Arizona is on the clock.
The Super Bowl countdown is officially on to next year's big game in Glendale.
But hosting the Super Bowl may not be the financial windfall many expect.
When Arizona hosted the Super Bowl in 2008, it generated more than $550 million to the state economy.
However, Glendale Mayor Jerry Weiers told CBS5 that his city lost about $2 million during the Super Bowl from money spent to pay overtime costs for police officers, firefighters and emergency personnel.
Weiers said he expects the tab for next year's Super Bowl to go up even more.
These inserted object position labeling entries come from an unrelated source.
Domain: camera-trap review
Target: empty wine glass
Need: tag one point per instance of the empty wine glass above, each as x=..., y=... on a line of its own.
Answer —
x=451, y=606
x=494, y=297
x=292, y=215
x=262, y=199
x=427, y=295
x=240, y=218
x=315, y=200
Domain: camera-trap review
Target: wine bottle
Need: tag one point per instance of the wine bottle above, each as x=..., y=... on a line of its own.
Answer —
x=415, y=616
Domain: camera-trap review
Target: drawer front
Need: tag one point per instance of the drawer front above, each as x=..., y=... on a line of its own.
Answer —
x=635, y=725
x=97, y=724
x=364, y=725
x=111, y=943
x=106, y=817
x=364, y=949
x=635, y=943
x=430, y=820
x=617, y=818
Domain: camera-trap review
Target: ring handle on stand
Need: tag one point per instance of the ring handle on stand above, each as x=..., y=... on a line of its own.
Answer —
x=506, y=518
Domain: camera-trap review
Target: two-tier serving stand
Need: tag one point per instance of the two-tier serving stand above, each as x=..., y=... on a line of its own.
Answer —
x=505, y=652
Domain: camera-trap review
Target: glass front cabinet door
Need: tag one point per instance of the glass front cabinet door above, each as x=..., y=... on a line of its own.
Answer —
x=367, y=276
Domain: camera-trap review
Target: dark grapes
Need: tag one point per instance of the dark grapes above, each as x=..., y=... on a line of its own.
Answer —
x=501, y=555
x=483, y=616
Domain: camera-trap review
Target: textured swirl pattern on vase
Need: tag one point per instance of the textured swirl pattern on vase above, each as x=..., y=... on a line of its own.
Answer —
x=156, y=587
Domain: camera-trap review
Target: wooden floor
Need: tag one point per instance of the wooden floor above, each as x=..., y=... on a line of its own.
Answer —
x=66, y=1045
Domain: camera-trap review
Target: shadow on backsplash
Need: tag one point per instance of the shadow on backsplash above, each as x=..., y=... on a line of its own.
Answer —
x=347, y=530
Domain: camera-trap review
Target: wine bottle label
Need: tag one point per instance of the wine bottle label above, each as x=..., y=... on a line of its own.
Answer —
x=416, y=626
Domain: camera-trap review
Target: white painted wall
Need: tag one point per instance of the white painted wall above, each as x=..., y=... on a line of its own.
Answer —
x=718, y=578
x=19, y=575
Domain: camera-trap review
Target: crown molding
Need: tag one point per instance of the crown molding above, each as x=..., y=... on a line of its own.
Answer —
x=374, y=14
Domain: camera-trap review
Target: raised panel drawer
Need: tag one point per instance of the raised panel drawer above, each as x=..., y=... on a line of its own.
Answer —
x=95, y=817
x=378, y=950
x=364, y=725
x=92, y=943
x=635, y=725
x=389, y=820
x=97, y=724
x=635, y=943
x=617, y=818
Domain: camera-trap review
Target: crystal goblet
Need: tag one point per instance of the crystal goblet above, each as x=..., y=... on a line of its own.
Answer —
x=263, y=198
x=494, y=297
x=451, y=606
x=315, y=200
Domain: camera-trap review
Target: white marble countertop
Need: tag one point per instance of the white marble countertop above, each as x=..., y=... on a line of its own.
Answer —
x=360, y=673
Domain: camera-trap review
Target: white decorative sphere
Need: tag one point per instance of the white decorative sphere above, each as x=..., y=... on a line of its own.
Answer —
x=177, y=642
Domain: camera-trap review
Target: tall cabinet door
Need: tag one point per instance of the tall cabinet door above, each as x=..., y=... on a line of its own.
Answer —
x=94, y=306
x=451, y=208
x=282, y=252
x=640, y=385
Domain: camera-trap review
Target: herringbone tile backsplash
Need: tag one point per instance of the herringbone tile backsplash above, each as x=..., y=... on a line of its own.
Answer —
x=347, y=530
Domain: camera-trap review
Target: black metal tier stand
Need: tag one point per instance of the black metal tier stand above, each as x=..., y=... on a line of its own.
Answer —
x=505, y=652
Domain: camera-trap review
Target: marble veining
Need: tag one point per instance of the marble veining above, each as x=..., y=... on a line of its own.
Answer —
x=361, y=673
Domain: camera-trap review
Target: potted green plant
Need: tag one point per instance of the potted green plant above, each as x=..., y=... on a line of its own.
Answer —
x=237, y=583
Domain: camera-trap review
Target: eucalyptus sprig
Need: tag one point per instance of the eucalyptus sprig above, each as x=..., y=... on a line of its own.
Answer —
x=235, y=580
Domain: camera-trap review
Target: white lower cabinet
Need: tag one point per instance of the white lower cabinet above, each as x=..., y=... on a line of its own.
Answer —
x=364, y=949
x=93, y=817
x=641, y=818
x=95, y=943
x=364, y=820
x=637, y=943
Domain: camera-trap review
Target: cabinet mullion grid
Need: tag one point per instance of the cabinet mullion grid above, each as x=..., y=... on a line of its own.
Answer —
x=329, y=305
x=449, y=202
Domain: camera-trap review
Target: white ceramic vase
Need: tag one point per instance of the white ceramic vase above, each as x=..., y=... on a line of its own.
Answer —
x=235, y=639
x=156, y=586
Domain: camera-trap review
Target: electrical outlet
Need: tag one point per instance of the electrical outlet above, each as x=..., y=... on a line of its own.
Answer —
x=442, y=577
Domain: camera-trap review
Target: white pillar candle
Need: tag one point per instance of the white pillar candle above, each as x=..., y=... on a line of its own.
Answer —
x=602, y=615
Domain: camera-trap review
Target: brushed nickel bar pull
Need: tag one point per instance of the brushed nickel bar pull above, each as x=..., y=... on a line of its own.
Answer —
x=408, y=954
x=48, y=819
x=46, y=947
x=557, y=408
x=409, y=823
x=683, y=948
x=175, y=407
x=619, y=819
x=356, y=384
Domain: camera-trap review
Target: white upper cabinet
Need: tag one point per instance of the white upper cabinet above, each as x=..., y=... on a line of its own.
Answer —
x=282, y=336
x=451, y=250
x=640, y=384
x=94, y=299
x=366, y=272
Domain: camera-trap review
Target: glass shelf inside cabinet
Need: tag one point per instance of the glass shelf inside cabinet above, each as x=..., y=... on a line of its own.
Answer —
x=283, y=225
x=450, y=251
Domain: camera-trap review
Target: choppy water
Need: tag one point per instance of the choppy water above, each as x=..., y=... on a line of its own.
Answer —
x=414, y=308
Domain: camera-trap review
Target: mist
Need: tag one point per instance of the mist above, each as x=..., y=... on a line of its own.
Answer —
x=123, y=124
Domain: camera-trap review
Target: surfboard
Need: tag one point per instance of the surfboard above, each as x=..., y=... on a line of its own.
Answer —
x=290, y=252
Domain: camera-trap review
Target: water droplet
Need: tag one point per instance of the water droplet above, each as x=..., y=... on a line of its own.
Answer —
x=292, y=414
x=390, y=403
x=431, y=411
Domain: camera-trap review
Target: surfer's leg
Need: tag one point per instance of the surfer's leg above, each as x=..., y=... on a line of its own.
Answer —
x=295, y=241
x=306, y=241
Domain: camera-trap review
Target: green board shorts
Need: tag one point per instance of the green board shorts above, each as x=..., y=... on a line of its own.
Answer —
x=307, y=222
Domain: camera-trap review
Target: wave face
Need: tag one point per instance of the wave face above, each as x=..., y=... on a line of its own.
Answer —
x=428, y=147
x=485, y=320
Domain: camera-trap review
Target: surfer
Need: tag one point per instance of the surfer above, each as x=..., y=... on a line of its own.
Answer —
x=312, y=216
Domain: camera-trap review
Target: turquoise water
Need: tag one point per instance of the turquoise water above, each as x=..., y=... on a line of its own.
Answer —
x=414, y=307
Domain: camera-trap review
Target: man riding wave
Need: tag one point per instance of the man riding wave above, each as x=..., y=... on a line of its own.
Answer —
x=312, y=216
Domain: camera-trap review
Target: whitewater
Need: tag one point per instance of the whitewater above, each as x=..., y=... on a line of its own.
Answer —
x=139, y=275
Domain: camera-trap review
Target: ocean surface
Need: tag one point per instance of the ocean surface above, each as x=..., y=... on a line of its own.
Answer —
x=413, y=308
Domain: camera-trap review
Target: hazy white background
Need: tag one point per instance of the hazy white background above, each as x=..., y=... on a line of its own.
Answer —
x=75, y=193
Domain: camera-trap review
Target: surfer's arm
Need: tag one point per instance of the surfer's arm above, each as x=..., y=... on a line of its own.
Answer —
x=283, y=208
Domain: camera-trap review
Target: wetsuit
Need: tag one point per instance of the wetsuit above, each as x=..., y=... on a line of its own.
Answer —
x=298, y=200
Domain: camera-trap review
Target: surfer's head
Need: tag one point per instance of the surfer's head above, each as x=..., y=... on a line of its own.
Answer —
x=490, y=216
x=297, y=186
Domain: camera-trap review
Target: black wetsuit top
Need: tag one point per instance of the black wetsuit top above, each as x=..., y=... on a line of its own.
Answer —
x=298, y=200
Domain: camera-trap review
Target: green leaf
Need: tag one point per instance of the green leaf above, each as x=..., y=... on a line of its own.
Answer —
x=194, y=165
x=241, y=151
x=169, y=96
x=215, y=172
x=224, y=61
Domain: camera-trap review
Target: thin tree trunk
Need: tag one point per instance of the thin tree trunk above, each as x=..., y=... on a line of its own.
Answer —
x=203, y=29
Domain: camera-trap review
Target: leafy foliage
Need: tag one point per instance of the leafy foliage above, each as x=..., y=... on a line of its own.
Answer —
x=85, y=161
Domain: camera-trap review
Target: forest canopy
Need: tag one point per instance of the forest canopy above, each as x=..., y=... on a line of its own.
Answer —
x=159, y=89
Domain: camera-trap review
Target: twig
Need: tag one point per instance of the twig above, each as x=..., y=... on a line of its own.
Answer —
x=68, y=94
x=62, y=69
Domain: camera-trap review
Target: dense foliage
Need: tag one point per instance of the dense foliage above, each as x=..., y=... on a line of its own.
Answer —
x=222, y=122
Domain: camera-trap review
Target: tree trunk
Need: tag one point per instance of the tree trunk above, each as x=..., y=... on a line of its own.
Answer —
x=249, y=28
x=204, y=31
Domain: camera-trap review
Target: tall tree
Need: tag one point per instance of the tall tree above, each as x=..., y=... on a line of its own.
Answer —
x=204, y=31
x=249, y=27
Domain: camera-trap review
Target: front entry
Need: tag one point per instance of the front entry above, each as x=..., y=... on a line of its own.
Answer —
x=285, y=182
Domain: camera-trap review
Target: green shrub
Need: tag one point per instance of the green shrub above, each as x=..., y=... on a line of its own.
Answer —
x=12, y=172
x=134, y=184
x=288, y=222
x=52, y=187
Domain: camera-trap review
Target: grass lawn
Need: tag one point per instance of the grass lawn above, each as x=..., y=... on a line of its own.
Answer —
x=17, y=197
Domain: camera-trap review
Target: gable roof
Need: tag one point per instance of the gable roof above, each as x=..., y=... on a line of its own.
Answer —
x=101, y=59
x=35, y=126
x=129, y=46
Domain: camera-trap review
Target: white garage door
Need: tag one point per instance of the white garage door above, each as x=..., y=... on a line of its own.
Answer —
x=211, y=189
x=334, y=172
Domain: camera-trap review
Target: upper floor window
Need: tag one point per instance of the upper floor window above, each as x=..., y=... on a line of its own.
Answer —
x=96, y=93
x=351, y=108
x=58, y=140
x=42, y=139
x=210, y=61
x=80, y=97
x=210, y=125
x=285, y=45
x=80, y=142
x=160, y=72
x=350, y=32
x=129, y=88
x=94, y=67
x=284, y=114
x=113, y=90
"If we lost a couple million dollars last time and costs were lower - and we're expected to do more - we know our costs are going to be higher," said Weiers. "If we can't afford to put it on because of public safety, I can't go to my citizens and raise their property taxes or sales taxes that they haven't got. We're having a tough time right now just making ends meet with the current situation, let alone taking on these extra events."
The mayor said the city of Glendale could be hit with a $3.5 million loss by hosting next year's Super Bowl.
To make things worse, most 2015 Super Bowl events will be in other Valley cities, taking away even more revenue from Glendale.
State lawmaker David Gowan, R-Sierra Vista, may have the answer to Glendale's Super Bowl problem.
The House majority leader is proposing a bill that would reimburse Arizona cities up to $4 million for major events to help pay the added costs of public safety.
"What I want to do is just make sure that our population, our citizens are protected," said Gowan. "That's what this bill is for. That's absolutely what it's about."
Gowan said that since major events like the Super Bowl benefit the entire state, then taxpayers across the state should be able to offset some of the costs to keep the community safe.
Other major events like the NCAA college football championship, Final Four and national conventions would also benefit from Gowan's proposal.